Pour explorer davantage la constitution génomique des virus de la grippe porcine H1N2, toutes les séquences porcines ont été téléchargées et divisées en 12 génotypes allant de G1 à G12. L’analyse des marqueurs moléculaires a été effectuée et l’origine des gènes HA a été déterminée.
Résultats
L’arbre de probabilité maximale des segments H1 de la pandémie humaine et porcine comprenait respectivement 361 et 2 427 virus d’origine porcine et humaine. Trois souches du virus de la grippe porcine H1N2, dont A/swine/Liaoning/3330/2020, A/swine/Liaoning/3327/2020 et A/swine/Liaoning/3328/2020, ont été identifiées. Les trois isolats viraux étaient de nouveaux triples réassortis appartenant au génotype G12.
Les gènes de la polymérase, de la matrice (M) et de la nucléoprotéine (NP), ainsi que les souches porcines 2009/H1N1, ont été regroupés, tandis que les gènes de la neuraminidase (NA) et les souches humaines H3N2 ont été regroupés, et les gènes non structuraux (NS) les gènes et les souches TR H1N2 ont été regroupés.
Les trois virus de la grippe porcine H1N2 détectés dans la province du Liaoning ont obtenu leurs gènes HA des virus humains pandémiques H1N1 de 2009 circulant en 2019 qui ont été transmis aux porcs par l’homme.
Les marqueurs moléculaires du gène HA qui améliorent la virulence et la capacité de liaison aux récepteurs, ainsi que provoquent des dérives antigéniques, comprenaient HA-158E, HA-190D et HA-200A, chacun ayant été identifié dans les virus de la grippe porcine 2019/H1N2. La mutation génétique I117V du gène NA a entraîné une légère diminution de la sensibilité à l’oseltamivir.
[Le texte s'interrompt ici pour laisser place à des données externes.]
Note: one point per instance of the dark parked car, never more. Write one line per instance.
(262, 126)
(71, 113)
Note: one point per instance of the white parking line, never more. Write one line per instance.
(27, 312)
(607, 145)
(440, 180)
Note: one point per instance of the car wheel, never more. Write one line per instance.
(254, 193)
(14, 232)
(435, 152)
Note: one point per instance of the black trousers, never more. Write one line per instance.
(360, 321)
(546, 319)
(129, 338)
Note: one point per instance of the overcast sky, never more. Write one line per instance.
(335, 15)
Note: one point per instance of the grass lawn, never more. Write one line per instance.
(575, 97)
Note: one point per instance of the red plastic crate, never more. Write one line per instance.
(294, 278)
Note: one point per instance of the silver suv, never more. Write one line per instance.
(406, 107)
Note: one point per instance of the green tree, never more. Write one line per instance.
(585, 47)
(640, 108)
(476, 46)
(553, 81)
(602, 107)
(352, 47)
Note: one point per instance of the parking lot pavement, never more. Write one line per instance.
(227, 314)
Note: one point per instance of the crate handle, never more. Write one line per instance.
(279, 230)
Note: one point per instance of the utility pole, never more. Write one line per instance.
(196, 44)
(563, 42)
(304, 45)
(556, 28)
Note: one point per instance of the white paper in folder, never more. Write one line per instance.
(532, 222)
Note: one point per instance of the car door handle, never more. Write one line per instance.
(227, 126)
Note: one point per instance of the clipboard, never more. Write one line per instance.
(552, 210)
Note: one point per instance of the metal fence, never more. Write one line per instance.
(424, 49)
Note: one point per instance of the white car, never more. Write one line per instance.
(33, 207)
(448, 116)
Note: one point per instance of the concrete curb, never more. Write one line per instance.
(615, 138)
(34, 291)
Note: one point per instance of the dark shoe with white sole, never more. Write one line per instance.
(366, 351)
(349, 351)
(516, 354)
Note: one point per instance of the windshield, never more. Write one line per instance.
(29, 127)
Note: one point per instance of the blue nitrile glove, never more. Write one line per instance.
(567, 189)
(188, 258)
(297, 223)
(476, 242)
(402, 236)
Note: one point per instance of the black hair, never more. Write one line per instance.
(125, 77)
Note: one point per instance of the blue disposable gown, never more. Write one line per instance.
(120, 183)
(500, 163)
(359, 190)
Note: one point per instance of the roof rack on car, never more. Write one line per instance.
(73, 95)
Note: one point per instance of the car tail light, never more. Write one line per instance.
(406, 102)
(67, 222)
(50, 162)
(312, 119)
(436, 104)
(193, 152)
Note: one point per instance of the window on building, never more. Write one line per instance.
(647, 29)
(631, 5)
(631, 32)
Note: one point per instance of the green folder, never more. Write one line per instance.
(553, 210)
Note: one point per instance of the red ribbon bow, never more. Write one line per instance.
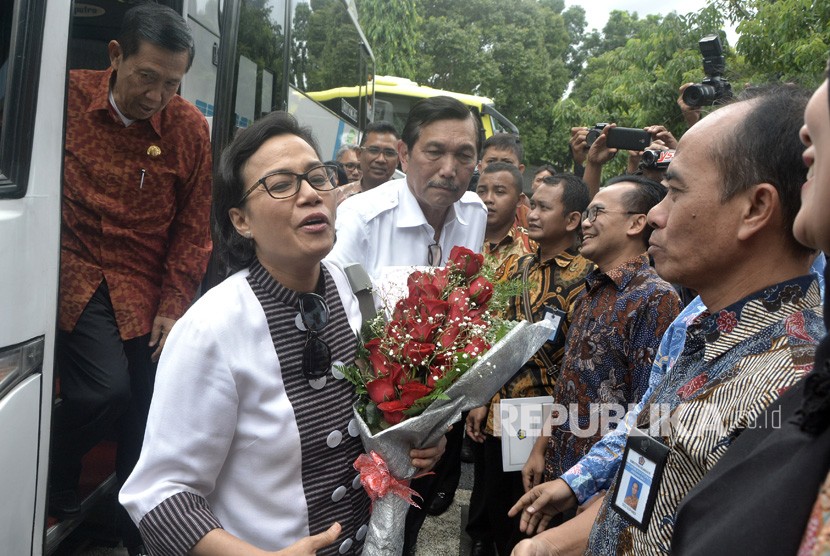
(377, 481)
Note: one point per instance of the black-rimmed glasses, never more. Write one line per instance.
(283, 184)
(591, 214)
(374, 152)
(316, 353)
(434, 255)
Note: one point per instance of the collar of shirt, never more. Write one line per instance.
(506, 240)
(562, 259)
(101, 101)
(721, 331)
(620, 275)
(410, 214)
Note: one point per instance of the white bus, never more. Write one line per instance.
(252, 57)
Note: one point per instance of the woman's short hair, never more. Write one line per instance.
(229, 184)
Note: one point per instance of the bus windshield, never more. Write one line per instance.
(394, 97)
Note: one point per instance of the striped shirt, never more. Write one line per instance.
(238, 437)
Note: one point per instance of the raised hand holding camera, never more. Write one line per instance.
(714, 87)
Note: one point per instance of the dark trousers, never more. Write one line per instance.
(494, 493)
(106, 385)
(445, 479)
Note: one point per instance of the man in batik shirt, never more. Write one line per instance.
(725, 230)
(500, 188)
(553, 277)
(617, 324)
(135, 240)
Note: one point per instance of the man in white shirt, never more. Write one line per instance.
(417, 220)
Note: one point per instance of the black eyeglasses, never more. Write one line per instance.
(316, 353)
(434, 254)
(283, 184)
(591, 214)
(375, 151)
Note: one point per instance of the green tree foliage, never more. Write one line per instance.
(786, 40)
(513, 51)
(332, 46)
(524, 53)
(393, 28)
(261, 40)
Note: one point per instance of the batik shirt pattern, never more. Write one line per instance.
(615, 332)
(136, 207)
(555, 283)
(734, 363)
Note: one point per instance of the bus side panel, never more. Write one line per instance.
(329, 130)
(30, 250)
(19, 411)
(199, 84)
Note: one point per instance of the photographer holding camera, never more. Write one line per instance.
(600, 152)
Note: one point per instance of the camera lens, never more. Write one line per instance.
(700, 94)
(650, 157)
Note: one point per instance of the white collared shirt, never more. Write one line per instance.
(385, 227)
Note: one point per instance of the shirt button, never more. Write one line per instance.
(318, 383)
(298, 322)
(334, 439)
(354, 430)
(338, 494)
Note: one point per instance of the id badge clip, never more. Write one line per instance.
(555, 317)
(638, 479)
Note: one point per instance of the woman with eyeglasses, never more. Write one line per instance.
(251, 439)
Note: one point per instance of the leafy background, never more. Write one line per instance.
(547, 74)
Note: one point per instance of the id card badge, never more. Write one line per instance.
(554, 316)
(638, 479)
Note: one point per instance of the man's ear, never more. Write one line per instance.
(116, 54)
(759, 205)
(573, 220)
(638, 224)
(403, 155)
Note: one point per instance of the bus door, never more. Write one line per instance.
(33, 37)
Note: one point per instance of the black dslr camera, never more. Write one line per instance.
(656, 160)
(714, 87)
(593, 133)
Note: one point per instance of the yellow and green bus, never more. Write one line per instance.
(393, 97)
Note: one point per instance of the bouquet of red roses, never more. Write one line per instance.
(435, 334)
(441, 352)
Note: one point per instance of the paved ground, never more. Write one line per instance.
(440, 536)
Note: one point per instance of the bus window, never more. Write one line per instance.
(19, 71)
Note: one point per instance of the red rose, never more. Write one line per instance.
(481, 290)
(435, 374)
(381, 364)
(449, 335)
(435, 308)
(393, 411)
(466, 261)
(400, 309)
(381, 389)
(418, 352)
(459, 301)
(412, 391)
(420, 285)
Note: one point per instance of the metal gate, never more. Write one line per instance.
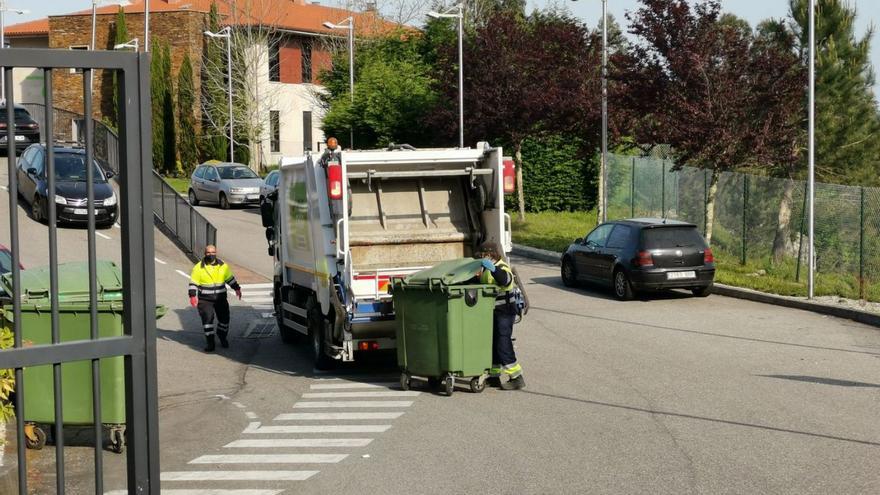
(137, 343)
De plus, des marqueurs moléculaires contribuant aux capacités d’adaptation de l’hôte mammifère, notamment PA 195R, M1 215A et NS1 42S, ont été détectés dans les souches humaines pandémiques H1N2 de 2009. Les trois virus de la grippe porcine 2009/H1N2 comprenaient le motif PSIQSR/GLF au niveau de la région de clivage HA, qui est caractéristique des virus de la grippe aviaire de faible pathogénicité.
conclusion
Dans l’ensemble, les résultats de l’étude ont montré que la caractéristique du « récipient de mélange » du porc entraînait la commutation des composants génétiques entre les souches saisonnières humaines et les souches épidémiques de grippe porcine lors des co-infections porcines. Cela a généré de nouveaux réassortis avec une adaptabilité accrue aux humains et des potentiels pandémiques, comme démontré lors de l’émergence de 2009/H1N1. Ainsi, des recherches supplémentaires doivent être menées pour évaluer la surveillance du virus de la grippe porcine.
*Avis important: Prépublications avec The Lancet publie des rapports scientifiques préliminaires qui ne sont pas évalués par des pairs et, par conséquent, ne doivent pas être considérés comme concluants, guider la pratique clinique/les comportements liés à la santé, ou traités comme des informations établies.